What I’ve kept thinking about is what if instead of going back 70 years in Pennsylvania, we’d gone back 170 years, or 300 or 700, anywhere in the global Church? If what we’d have found is exactly the same, then something was set up wrong. But just keep right on arguing right-versus-left guys.
You fairly recently moved from covering national politics in Washington, D.C. to covering more local politics in Kansas City. How has this move gone for you?
Funny thing: All politics is local, but to a greater extent all the time, all local politics is national too, complete with consultants who give the standard terrible advice. We could have made a fortune telling people to say nothing they actually think. Which works remarkably well - for the consultants.
Even though I loaded up my car and left D.C. the day before Trump’s inauguration, I’m glad to be covering the story from here. And between former Missouri Gov. Eric Greitens and now the tariffs hitting the Midwest and the toss-up Missouri Senate race and the toss-up Kansas congressional race, there’s been no shortage of news.

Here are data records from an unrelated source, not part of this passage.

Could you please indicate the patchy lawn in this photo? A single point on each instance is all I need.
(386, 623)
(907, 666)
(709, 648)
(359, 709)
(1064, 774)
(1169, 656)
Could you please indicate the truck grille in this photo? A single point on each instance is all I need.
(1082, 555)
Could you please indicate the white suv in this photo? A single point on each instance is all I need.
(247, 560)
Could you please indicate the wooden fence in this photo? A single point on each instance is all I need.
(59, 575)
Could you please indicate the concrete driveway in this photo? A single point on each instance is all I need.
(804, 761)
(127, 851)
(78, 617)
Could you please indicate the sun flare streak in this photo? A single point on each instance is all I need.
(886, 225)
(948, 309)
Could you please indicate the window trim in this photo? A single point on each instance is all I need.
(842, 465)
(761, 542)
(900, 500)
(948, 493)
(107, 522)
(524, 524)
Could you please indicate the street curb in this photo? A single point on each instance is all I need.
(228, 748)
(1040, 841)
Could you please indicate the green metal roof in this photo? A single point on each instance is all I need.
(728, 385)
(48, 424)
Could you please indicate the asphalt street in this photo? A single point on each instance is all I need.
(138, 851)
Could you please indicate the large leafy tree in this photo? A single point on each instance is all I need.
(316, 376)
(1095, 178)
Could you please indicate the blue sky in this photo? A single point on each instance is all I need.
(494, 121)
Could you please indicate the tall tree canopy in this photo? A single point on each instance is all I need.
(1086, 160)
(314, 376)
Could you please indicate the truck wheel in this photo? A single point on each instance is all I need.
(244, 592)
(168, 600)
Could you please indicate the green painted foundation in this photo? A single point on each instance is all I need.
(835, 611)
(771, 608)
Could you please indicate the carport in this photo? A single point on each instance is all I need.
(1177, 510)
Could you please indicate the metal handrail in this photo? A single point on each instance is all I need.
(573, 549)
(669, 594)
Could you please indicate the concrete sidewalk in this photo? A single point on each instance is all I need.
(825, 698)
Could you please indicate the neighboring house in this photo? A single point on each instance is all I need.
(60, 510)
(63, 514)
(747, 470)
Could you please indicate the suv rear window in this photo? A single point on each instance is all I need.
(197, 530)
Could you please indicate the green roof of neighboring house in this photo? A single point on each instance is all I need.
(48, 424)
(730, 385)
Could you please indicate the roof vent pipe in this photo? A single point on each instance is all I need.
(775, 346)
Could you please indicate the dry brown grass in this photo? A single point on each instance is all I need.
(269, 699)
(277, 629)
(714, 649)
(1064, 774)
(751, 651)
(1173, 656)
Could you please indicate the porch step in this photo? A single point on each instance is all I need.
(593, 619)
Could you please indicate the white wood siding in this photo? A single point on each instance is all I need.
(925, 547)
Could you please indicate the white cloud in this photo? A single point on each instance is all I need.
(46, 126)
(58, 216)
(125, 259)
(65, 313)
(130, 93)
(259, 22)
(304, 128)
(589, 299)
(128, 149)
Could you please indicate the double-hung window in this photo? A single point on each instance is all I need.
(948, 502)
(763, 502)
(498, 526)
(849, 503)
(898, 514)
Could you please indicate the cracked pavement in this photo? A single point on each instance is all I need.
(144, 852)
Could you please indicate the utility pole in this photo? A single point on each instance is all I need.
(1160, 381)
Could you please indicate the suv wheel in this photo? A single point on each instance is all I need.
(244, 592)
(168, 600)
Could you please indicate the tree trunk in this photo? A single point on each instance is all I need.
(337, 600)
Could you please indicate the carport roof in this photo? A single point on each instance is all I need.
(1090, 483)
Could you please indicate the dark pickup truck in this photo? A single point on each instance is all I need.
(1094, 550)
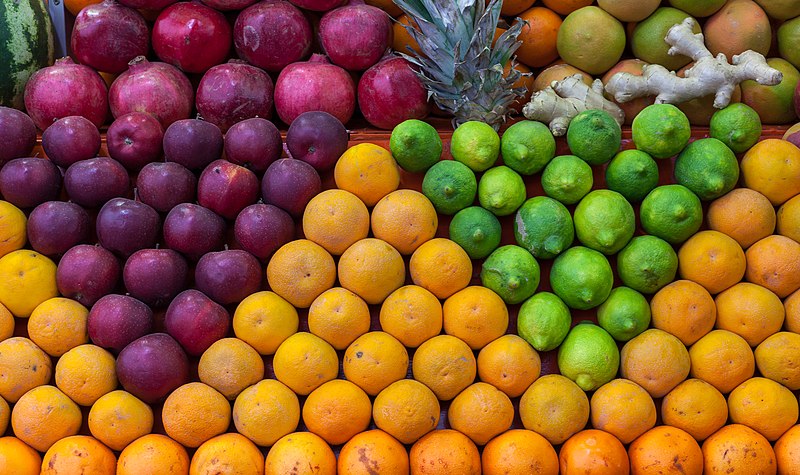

I hear quite a bit about how local journalism is in trouble. And while that seems undeniably true in some circumstances, from the outside at least it appears that your own Kansas City Star is thriving. What’s your take on the state of local journalism in the United States?
The reporting being done here is so impressive; my colleagues do serious accountability journalism and were Pulitzer finalists this year for a series on the lack of transparency in Kansas government.
But the business of local journalism is in deep trouble. There has been no “Trump bump” in local news. Sometimes people tell me they stopped taking the paper because it’s gotten so thin, and I say it’s gotten so thin because you stopped taking the paper. Seriously, if you want to support our watchdog role in democracy, subscribe to a local newspaper. In most communities without one, or one that’s been gutted, officials are just not being held accountable.
I need to ask you about some local politics that have important U.S. national implications. Senator Claire McCaskill (a convert to Catholicism) is in a huge battle to keep her Missouri seat, an important one for Democrats, just as a row is developing within the Missouri Democratic party about whether or not to allow people with different opinions on abortion. We at Democrats for Life were so hopeful about an initial vote to include conscience language in the party platform welcoming pro-lifers, but are now so disappointed that local party chair Stephen Webber unilaterally decided to kick pro-lifers out of the party. Missouri used to be a battleground state; can the local Democratic party succeed without being open to pro-lifers? What implications might this problem have for the national party?
Well I obviously thought the state party made a mistake in taking back their mild statement that pro-lifers were welcome in the party; that they felt they had to do so was a sad statement in itself.
How much it will hurt them, I don’t know, but it can’t help, can it? And if the future of the republic is really at stake in November, this is maybe not a good time to be making people who actually want to vote with you feel unwelcome?
As for the Senate race, given the demographics of the state, which went for Trump by just shy of 20 points, I’d probably give the edge to Josh Hawley, who refuses to say he disagrees with the president about anything at all, though he and Trump are from very different corners of the GOP jungle. Hawley is Missouri’s Attorney General, smart and well-spoken, went to Stanford and Yale Law, clerked for Justice Roberts, worked at Wilmer Hale and is running…against the elites!
Republicans I ask often say they’ve never heard of him, but that ‘R’ after his name is all a lot of people need to see, while her vote on Kavanaugh is going to hurt her either way. And yet…McCaskill works very hard, is great on the stump, and even those who disagree with her tend to like her personally. It’s a good match-up is all I can say.